The ibex became extinct in Switzerland and Germany by the 18th century due to hunting, and were extinct in Austria and northeastern Italy by the 19th century. They remained only in and around the adjacent Gran Paradiso and Vanoise Massifs. They went through a population bottleneck of less than 100 individuals, but through poaching protection and conservation they were reintroduced and numbers have since recovered and they are no longer a threatened species. Unfortunately, this has led to very low genetic diversity across populations.

A linear dominance hierarchy exists among males, and rank is based on horn size.

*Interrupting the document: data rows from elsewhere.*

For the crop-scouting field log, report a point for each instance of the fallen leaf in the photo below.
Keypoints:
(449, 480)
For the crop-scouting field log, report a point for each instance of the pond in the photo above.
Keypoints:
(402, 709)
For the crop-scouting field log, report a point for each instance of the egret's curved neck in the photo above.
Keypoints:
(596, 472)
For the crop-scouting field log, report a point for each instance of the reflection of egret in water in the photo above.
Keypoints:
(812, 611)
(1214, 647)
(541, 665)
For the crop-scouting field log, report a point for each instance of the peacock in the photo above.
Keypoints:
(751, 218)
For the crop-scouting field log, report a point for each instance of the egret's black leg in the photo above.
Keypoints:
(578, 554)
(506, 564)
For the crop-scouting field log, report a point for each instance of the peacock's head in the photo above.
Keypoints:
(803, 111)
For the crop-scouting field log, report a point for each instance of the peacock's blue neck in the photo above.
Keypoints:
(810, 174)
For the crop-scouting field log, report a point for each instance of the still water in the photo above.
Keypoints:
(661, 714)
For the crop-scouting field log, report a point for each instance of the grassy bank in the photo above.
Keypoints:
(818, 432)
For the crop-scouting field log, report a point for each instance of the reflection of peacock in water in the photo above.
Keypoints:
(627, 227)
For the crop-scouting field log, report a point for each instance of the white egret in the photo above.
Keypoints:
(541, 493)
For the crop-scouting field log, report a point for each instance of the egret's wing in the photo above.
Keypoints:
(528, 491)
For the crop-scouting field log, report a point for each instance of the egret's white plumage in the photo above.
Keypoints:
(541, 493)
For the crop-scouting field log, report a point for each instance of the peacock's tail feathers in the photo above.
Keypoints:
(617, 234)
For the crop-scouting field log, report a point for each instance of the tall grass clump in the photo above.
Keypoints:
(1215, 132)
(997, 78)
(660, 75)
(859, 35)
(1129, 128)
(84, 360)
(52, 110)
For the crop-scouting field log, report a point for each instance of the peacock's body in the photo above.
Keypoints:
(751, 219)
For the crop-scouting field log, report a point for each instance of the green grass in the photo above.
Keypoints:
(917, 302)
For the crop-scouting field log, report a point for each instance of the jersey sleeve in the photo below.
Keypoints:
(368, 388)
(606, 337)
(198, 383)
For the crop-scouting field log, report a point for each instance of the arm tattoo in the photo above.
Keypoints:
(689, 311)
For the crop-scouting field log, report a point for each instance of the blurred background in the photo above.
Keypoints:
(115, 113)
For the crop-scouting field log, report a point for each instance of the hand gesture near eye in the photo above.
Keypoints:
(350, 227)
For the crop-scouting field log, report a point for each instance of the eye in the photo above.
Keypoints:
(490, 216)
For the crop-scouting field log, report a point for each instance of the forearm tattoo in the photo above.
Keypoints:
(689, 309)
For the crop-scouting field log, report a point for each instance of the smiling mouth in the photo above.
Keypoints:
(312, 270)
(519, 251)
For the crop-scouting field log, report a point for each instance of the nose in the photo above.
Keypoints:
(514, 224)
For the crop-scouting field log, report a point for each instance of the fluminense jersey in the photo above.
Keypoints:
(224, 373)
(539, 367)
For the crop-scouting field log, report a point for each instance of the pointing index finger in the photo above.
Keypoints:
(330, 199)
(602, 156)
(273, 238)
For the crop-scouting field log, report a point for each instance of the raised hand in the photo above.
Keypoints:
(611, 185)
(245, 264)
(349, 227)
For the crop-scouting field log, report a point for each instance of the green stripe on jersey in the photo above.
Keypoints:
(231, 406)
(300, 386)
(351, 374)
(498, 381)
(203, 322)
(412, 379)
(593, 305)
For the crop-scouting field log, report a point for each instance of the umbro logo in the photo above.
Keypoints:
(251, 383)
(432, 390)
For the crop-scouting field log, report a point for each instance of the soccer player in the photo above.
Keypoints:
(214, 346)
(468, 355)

Males spend the winter in coniferous forests. For most of the year, males and females occupy different habitats. Females rely on steep terrain more than males. Males use lowland meadows during the spring, which is when snow melts and green grass appears. They then climb to alpine meadows during the summer. When winter arrives, both sexes move to steep, rocky slopes that amass little snow. They prefer slopes of 30–45° and use small caves and overhangs for shelter.

They are strictly herbivorous and half of their diet consists of grasses, with the remainder being a mixture of mosses, flowers, leaves, and twigs. They have little to no predators and typically die of age, starvation, or disease.

DNA analysis of the stomach contents of the Alpine iceman known as "Ötzi" confirmed that his last meal included ibex meat.